Townie: And you say Penn State fans are “essentially delusional”...
Would any still-contending fanbase swarm Indy in December 2016 to the level Iowa did in ‘15? - ChiHawki
WSR: Maybe. Fans of the BEST TWO LOSS TEAM IN THE COUNTRY use any excuse that they can to get the hell out of that state. Road game in Vegas? So many bets on the game they knock out the power before it can be counted as a whole game. Job fair in Minneapolis or Chicago? You could housebreak a million puppies with all those useless resumes. I wouldn’t be surprised if they invaded if they somehow got into the game.
MNW: I would invade the hell out of Indianapolis if Northwestern found a way to win out November and get some help from Ohio State and Iowa or Minnesota. We’re talking Andre Gardes losing his goddamn marbles but still politely posting notices of his intent to invade Sark. I’m gonna be Seigneur of motherfucking Indianapolis and there’s not a goddamn thing you can do about it.*
Stew: PSU, maybe.
GF3: I assume every other state has something going on, so no.
Townie: The Cult of Happy Valley will gleefully swarm anyplace we can. It’s what we do. Pass that blue kool-aide down here!
BRT: Normally, I’d say Nebraska, since they generally travel well, but 70-31 may have given Indianapolis a bit of a PR problem in the Cornhusker State.
*unless Northwestern loses to wisconsin, Purdue, Minnesota, or Illinois.
Who has more to lose saturday, OSU or Nebraska? - katoom
WSR: tOSU. A loss here almost certainly takes them out of the playoff picture.
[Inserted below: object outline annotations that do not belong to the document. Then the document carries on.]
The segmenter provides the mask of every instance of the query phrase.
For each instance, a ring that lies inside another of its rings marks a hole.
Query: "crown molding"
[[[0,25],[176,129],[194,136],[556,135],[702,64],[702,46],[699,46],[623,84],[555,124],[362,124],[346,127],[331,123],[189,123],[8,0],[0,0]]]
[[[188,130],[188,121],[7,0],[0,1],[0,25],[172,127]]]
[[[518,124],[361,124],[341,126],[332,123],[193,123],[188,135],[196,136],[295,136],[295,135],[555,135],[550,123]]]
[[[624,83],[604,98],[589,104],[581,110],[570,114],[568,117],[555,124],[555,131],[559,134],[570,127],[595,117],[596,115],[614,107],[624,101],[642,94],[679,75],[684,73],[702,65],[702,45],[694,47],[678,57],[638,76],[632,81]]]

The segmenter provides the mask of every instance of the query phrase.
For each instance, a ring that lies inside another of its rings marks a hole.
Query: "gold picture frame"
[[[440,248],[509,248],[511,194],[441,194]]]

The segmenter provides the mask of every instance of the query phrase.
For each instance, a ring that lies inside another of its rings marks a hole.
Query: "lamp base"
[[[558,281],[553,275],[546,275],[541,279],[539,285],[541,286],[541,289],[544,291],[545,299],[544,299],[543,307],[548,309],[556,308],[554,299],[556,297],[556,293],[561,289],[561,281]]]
Nebraska’s playing for the right to get killed in the B1GCG.
MNW: What WSR said, unless Nebraska fans are that attached to the B1GCCG which...I don’t think they are all that much? I dunno. I might be wrong.
BRT: Seriously? OSU. By a country mile. OSU was a playoff contender--they can theoretically bounce back from a loss to PSU, but not to PSU and Nebraska. Nebraska has been considered a joke by almost everyone, and while last week proved (IMO) that they are not a joke, there’s also still very much the sense that they’ve got nothing to lose here. They’ve always been expected to lose this game, and so as long as they don’t get embarrassed, losing doesn’t hurt them much. With a loss and a good shot at finishing the regular season 10-2, I think most Husker fans would still be pretty darn happy, especially since expectations were not anywhere close to that.
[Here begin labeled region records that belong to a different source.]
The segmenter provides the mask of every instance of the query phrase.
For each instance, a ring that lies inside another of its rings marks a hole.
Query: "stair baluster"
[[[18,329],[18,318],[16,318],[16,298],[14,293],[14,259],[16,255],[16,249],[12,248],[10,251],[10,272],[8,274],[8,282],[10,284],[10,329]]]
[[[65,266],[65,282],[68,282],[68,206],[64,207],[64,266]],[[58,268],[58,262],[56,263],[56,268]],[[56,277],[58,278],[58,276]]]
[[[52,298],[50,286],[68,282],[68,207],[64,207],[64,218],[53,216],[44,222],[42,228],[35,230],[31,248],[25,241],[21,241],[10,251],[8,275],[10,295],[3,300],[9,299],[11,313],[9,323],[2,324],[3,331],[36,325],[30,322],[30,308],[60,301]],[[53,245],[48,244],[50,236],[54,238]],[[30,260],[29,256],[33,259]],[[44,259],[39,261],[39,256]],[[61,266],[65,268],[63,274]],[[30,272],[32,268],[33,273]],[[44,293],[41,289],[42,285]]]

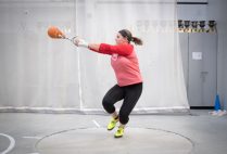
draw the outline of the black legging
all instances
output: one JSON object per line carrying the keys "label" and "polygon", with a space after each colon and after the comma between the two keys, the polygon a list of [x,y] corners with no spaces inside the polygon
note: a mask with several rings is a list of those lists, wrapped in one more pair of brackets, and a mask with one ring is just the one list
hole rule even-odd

GF3: OSU, because losing to the West is always something that invites a healthy dose of shame and self-loathing. Oh and playoffs and stuff.
Townie: It’s the Buckeyes, because expectations were so high. It turns out that having the youngest team in the country will hurt you during a season. I’m not ready to bury them yet, but they have the most to lose.
Nebraska is looking up at an unexpectedly high ceiling. It’s all gravy for them.
What football coaching strategy says “Fuck You” the most effectively in a hopeless/blowout situation?
- Going for 2 while leading (Harbaugh, Bielema)
- Going for 2 when it won’t matter (Dantonio)
- Running a a goal line HB dive with a backup D-lineman (Fitzgerald)
- Kicking a last second FG to ruin a shutout
- Leaving the starters in too long
What’s the douchiest thing you remember another team doing to your team in such a scenario?
WSR: I think running it up with the backups is the most effective “Fuck You” that exists. Nothing’s more disheartening than the scrubs running dive, dive, and then getting ready for it again only to see play action going over the top of everyone’s head. And as for the douchiest thing I remember, Glen Mason called some stupid trick play while up pretty big on Southwest Texas State in the 2002 opener.
MNW: If using Bo Cisek heroically from the 1-yd line and, after he fumbled, stuffing Illinois for a safety to make it a 50-burger is “douchey,” then I don’t wanna be...what’s the opposite of douchey?
Fuck Illinois. You and your lightsaber are still awesome, Bo.
Townie: Taking a deliberate safety and winning a game 6-4. Fuck iowa with a hammer.